Another species commonly confused with the white wood aster is Schreber's aster (Eurybia schreberi). Schreber's aster is typically found on moister soils, though it can also be found on mesic sites. While much of their ranges overlap, Schreber's aster is not found south of Virginia or Tennessee. Schreber's aster can also be distinguished by the more numerous teeth on the leaves, typically numbering 15 to 30 per side to the white wood aster's 6 to 15 per side. The leaves are wider on Schreber's aster with broader sinuses at the bases. The flower stalks are also densely hairy on the white wood aster, while they are only sparsely haired on Schreber's aster. Lastly, the clones of E. schreberi have sterile rosettes, while those of E. divaricata do not.

Two other superficially similar plants include the bigleaf aster (Eurybia macrophylla) and the heartleaf aster (Symphyotrichum cordifolium), though both usually have blue or pale blue rays, while those of E. divaricata are always white. Both species sometimes have white rays in rare cases, but E. macrophylla can still be distinguished by its larger and broader leaves and S. cordifolium by its straighter and branched stems.

==Distribution and habitat==
Eurybia divaricata is present primarily in the Appalachian Mountains in eastern North America, with some populations in adjacent lowlands. It can be found on dry to mesic sites in eastern deciduous and mixed deciduous woods as well as on edges, clearings, and roadsides. It is most common at altitudes ranging from 0 to 1200 m, though it can be found as high as 1700 m. In Canada, it is present in Ontario and Quebec, while in the United States it can be found in all states from Maine south as far as Alabama and west to Ohio and Kentucky. It also has been introduced to Europe, particularly to the Netherlands.

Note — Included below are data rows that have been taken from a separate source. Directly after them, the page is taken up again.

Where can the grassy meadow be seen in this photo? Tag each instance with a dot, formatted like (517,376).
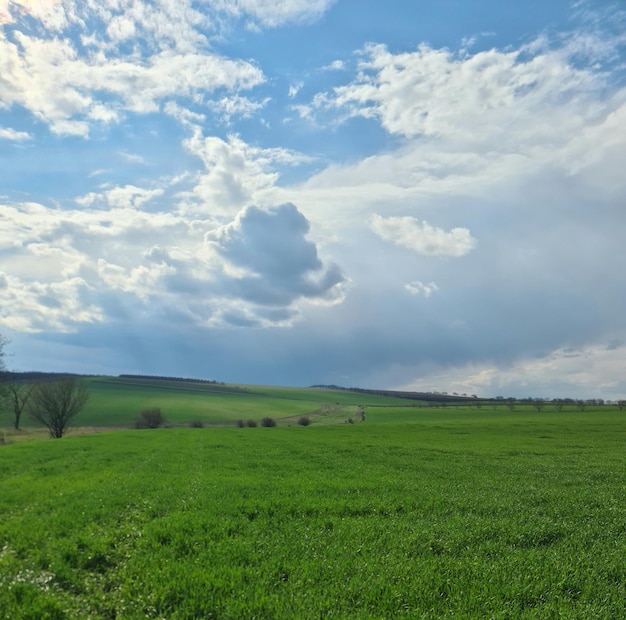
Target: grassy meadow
(416,512)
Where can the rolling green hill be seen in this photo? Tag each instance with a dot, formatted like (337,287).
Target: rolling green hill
(416,513)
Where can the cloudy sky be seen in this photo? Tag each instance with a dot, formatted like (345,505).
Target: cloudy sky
(407,194)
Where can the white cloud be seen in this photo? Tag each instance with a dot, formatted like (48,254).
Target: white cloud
(61,268)
(237,173)
(421,237)
(270,13)
(121,197)
(419,288)
(521,99)
(68,91)
(589,372)
(13,135)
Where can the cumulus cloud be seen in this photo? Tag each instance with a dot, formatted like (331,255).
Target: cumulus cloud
(421,237)
(237,173)
(61,269)
(419,288)
(274,262)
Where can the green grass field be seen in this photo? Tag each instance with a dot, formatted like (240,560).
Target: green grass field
(416,513)
(118,401)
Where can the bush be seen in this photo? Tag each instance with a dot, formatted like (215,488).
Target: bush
(150,418)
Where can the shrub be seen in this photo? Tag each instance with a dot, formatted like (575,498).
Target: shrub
(150,418)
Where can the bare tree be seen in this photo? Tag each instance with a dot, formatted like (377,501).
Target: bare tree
(56,404)
(17,396)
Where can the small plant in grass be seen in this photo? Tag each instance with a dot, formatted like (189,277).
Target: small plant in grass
(150,418)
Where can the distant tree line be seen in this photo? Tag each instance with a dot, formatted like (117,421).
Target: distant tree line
(162,378)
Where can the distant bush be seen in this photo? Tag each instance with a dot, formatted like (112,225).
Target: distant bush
(150,418)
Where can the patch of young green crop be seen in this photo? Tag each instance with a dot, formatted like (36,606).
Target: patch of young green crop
(452,517)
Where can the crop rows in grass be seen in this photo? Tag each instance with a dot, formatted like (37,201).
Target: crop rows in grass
(118,401)
(438,518)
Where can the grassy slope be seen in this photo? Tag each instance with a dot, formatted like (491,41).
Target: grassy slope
(434,514)
(118,402)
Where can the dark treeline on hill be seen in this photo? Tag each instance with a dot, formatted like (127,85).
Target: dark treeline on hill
(37,377)
(427,396)
(161,378)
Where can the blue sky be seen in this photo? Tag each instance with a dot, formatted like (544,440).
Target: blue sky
(413,195)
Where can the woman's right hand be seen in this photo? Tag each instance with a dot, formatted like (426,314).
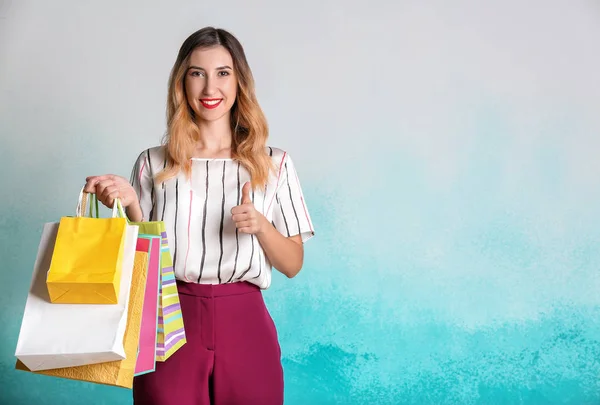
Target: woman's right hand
(108,187)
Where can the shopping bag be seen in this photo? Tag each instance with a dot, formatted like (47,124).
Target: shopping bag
(56,336)
(146,356)
(171,331)
(87,258)
(121,372)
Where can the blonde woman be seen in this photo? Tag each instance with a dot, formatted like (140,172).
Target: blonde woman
(234,209)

The species is known from only 25 locations in Canada, and is considered threatened.

==Cultivation and uses==
While the white wood aster does not compare in popularity to the other cultivated asters, such as the New England aster, it does have its niche, especially in North American native gardens. The plant flowers earlier than many other asters, does not require any staking to support it and flowers well in shade. It is attractive to gardeners due to its showy white flowers that emerge in mid to late summer, its prostrate habit, as well as its hardiness and the minimal maintenance it requires. It has little problem with both disease and insects. They do require partial shade, however, and they perform best when given about 4 hours of sunlight. The plants can be cut to 20 cm in the spring in order to delay flowering and increase the number of branches. It is marginally hardy in USDA zone 3, and fully hardy from zones 4 to 8. It is commonly available in North American nurseries and several cultivars have been selected, including:

- 'Fiesta', which has leaves streaked with white, giving the effect of confetti, and flowers that are light lavender. The selection was made in Waseca, Minnesota.
- 'Raiche Form', which has white flowers that are larger than usual and darker, thin, sinewy stems. The cultivar was found by Roger Raiche.
- 'Snow Heron', which has white flowers and dark green leaves splotched and streaked with white. The cultivar was selected from a chance seedling grown at the Heronswood Nursery in Washington.

The young leaves of the plant can be cooked and eaten.